Penn Medicine is pursuing a new initiative it says will innovate electronic health records for 21st Century medicine. The goal, officials say, is to make the technology more interactive and responsive to clinicians – nudging the EHR into a new era where it's not just a documentation system but a crucial tool for care delivery.
WHY IT MATTERS
Since EHRs have become ubiquitous over the past decade, they've grown into an intrinsic part of the ways healthcare is administered. They've also earned no shortage of annoyance, if not downright scorn, from many clinicians frustrated by how they impact their jobs.
As Penn Medicine explains, many physicians simply see EHRs as "static, digital remakes of paper charts that can increase workload, contribute to burnout and create barriers to delivering high-quality patient care."
And oftentimes that's exactly what they are. But as is often the case, much depends on how such tools are used. So Penn Medicine leadership has undertaken a multi-pronged approach to making EHRs more responsive to clinicians and streamlining them to work better for better outcomes in the era of precision medicine and population health management.
The Penn Medicine Nudge Unit – billed as the first behavioral design team developed at a health system – is key to the mapping of these new approaches to the EHR experience.
For instance, it has devised new tweaks for Penn's Epic system designed to help ensure clinicians prescribe statins for their cholesterol patients, get cardiac patients referred for rehab after heart attacks and only order advanced imaging tests for the patients who need them most.
David Asch, MD, executive director of the Penn Medicine Center for Health Care Innovation, has previously explained how behavioral economics and psychology are key to engaging patients to make meaningful changes.
The same holds true for physicians, he says, which is why he's advocated for EHR customizations that, among other things, enable and encourage doctors to "subscribe" to their patients' clinical data, gaining social media-like updates in real time when certain interventions are needed.

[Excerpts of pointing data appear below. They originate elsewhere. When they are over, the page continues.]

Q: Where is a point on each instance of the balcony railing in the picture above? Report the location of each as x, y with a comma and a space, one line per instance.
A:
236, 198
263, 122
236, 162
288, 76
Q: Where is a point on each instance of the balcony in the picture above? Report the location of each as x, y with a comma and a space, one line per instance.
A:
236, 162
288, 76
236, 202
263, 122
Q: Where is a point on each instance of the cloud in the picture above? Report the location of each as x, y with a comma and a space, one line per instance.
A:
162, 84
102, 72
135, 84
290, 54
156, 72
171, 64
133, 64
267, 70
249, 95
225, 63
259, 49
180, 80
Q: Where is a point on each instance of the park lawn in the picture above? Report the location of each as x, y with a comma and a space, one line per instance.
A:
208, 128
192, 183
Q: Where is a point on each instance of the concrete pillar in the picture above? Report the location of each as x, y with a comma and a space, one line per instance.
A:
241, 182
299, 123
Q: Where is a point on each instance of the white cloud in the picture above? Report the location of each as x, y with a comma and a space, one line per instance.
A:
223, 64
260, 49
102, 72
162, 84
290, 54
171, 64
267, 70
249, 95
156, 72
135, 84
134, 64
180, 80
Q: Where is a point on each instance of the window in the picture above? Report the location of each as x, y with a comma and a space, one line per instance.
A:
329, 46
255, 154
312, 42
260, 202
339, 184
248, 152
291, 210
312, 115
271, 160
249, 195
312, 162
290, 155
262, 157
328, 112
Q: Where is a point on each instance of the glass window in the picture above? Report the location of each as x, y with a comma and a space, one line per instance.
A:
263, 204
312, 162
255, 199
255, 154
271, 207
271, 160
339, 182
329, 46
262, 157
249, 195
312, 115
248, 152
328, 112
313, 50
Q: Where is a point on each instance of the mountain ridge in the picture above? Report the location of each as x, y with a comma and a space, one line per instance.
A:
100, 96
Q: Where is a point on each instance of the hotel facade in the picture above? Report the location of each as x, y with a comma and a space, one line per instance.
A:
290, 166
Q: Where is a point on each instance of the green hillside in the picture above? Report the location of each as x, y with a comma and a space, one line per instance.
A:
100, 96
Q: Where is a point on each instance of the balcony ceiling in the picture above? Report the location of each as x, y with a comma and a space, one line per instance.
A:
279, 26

"Ultimately, we need to move past the idea that the EHR is just an administrative tool, and see it as a clinical tool – like a scalpel, or a medication, or an X-ray machine," Asch said in a statement announcing the new project. "We judge these tools by the degree to which they facilitate good patient care, and we should be judging the EHR against the very same standard."
THE BIGGER TREND
Much has been said, here and elsewhere, about the "post-EHR era," but Penn Medicine's efforts appear to be intent on making it a reality there – boosting the ability of IT systems to deliver enhanced care in the 21st Century.
No longer just a data repository or a glorified billing system, the EHR – when properly designed, configured and used – could have a huge impact on how care is delivered, especially as the complex new era of connected devices, patient-generated health data, genomic medicine and artificial intelligence continues to come into focus.
A chief goal at Penn Medicine, officials said, is to alleviate if not eliminate the need for clinicians to spend undue time looking for needles in data haystacks, getting pertinent patient information in a more "actionable, tailored manner."
That's why the health system has also launched a new innovation contest designed to get teams from across Penn Medicine to identify the lowest-hanging fruit for EHR transformation. IT professionals, data scientists, educators and others will work with clinicians and staff to help conceive and refine various design and usability improvements.
In addition, new so-called "sprints" – collaborative clinical workgroups to help to streamline and improve EHR interactions and engagement with email and digital media – will be a key component of the new initiative going forward.
ON THE RECORD
"We recognize that EHRs are no longer just part of how clinical care is documented, but they are central to how clinical care is delivered," said J. Larry Jameson, MD, dean of Penn's Perelman School of Medicine, in a statement. "Increasingly, health information technology plays a foundational role in each domain of our work: patient care, educating the next generation of physicians and scientists, and biomedical research."
Ralph Muller, CEO of the University of Pennsylvania Health System added: "Everything that shapes patient care should be designed to support the best possible outcomes. Electronic health records are a natural focus because they connect to everything we do."